"Might one ask why they objected to her? Certainly, her nationality wasn't a ground for such a demand, for half your servants are French, aren't they?" questioned Mrs. Danielson with much interest.
"Oh, it wasn't that. She didn't play bridge! She just made the twelfth one, and her not playing spoiled the third table—they would not have her," explained Mrs. Norman dubiously.
"What are we coming to!" Mrs. Danielson exclaimed in despair; "I don't wonder you're discouraged—you have to be so careful how you are gotten up. You look so stunning in some things and so—well, you understand—one must study one's style! Now tell me, what are you going to do about the Christy's bridge? Everyone is wild over it! I've heard nothing else for days—it's to be quite the event of the season. Shall you go?"
"No. I have thought it all out. It seems to me some of us must take a stand. If we accept invitations from the Christys' why the harm is done—they will be in society before we know it! There are enough queer people in our set already without adding them. I shall not go!" Mrs. Norman drew herself up haughtily.
"That's just what I think," echoed Ethel Danielson; "we must, as you say, take some definite position in the matter. If we stand out I am sure others will. The Christys are simply dying to get in, and they have loads of money to back them. What was it—blacking? Something disagreeable, I remember."

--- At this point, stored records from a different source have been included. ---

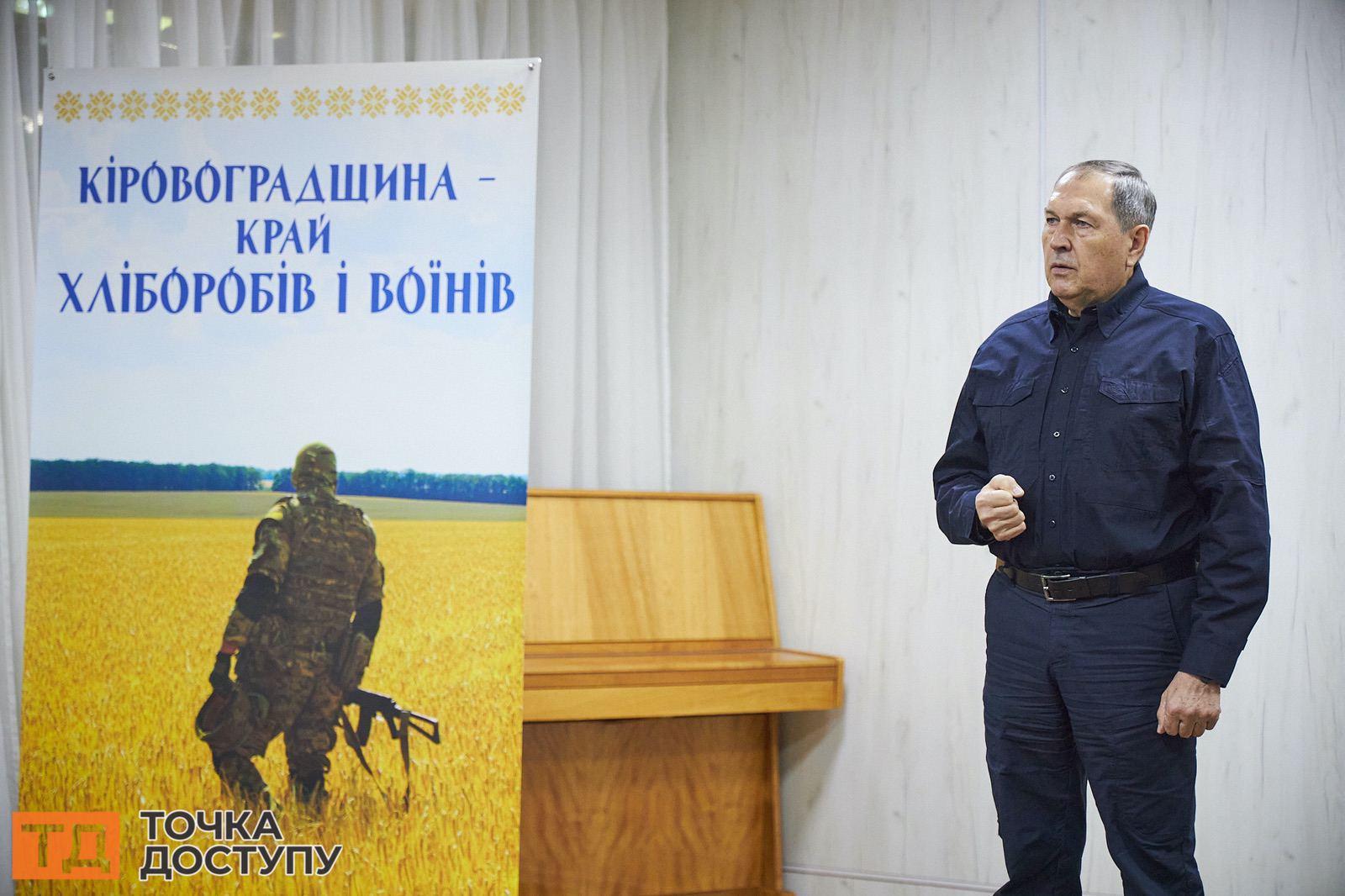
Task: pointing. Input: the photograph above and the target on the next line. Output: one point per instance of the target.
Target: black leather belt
(1063, 588)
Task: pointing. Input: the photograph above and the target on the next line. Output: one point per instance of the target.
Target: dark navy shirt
(1134, 436)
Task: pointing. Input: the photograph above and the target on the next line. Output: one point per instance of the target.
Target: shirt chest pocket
(1136, 424)
(1009, 420)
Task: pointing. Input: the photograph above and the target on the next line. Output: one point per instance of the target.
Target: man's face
(1089, 259)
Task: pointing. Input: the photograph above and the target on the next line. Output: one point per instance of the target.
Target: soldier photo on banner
(303, 631)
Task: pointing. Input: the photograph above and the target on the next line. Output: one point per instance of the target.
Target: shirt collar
(1111, 313)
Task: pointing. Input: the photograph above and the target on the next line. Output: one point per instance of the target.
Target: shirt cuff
(1210, 660)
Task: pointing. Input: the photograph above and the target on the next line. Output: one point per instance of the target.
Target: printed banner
(280, 419)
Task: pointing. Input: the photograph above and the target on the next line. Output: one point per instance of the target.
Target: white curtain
(600, 346)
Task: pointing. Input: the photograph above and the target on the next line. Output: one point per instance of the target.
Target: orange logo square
(66, 845)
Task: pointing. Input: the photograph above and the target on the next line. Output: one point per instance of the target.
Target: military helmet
(315, 468)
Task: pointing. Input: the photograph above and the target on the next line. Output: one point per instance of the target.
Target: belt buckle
(1046, 588)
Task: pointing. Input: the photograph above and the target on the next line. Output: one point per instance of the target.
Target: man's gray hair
(1131, 199)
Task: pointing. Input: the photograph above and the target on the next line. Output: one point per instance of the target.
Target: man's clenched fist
(997, 508)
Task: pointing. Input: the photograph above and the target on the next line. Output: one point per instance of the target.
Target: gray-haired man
(1106, 448)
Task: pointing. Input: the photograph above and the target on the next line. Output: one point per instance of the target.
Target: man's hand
(1189, 707)
(219, 680)
(997, 508)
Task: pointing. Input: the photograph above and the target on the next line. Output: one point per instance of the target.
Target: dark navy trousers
(1071, 700)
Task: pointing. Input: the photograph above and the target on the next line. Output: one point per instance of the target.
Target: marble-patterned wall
(856, 194)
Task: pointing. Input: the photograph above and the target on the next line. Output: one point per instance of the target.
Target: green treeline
(124, 475)
(408, 483)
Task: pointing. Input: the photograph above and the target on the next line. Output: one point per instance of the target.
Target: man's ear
(1138, 241)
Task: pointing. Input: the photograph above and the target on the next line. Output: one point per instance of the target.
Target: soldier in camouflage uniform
(303, 629)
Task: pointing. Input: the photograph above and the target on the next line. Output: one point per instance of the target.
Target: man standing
(1106, 447)
(303, 629)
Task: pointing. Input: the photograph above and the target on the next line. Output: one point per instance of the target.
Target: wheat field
(123, 623)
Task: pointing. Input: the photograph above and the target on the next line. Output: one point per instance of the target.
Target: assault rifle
(401, 723)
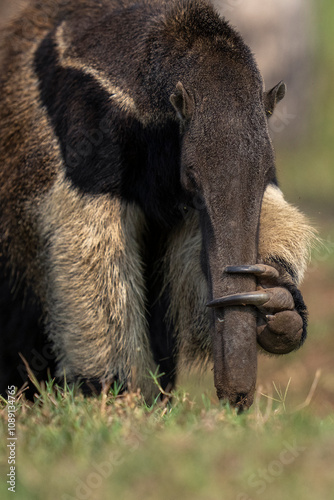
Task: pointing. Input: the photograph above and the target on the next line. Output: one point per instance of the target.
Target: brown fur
(83, 253)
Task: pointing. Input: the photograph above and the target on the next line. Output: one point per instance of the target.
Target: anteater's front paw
(282, 314)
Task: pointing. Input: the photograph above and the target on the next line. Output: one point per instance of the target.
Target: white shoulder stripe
(116, 93)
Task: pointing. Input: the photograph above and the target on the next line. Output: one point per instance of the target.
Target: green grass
(117, 447)
(306, 171)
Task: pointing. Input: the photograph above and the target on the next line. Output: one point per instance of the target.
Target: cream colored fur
(285, 233)
(68, 60)
(95, 286)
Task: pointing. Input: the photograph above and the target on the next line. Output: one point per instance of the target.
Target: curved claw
(240, 299)
(258, 270)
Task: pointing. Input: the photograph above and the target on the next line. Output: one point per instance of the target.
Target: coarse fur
(109, 114)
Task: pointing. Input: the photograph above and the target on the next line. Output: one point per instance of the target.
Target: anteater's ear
(182, 102)
(273, 96)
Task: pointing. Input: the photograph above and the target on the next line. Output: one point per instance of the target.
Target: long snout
(235, 352)
(232, 241)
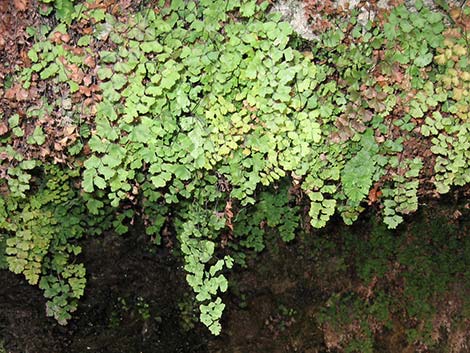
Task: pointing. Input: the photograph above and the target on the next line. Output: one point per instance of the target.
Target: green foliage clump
(39, 234)
(412, 280)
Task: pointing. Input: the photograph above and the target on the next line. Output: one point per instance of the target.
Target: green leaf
(38, 137)
(151, 47)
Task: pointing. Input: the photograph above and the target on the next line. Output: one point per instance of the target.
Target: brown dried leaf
(3, 128)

"No, ink! Just as black and disgusting. They've squandered hundreds on this bridge party; all the prizes were bought abroad, I hear, and Kathryn Van Rensselaer told me there were to be fifty tables," continued Mrs. Norman.
"It will be one of those horribly vulgar affairs with five times as much of everything as there is any need of, I suppose," rejoined Ethel scornfully.
"Do you know, I hear that ballroom is the most magnificent in New York—done entirely by Garten-Veen."
"Well, we shall at least hear about it," sighed Mrs. Norman, with a slight tinge of regret in her tone, "we'll telephone—you have one of course!"
"Have a telephone? Well, I should say! One might as well be out of the world as try to live without one. Everyone has one now," answered Mrs. Danielson with a shrug.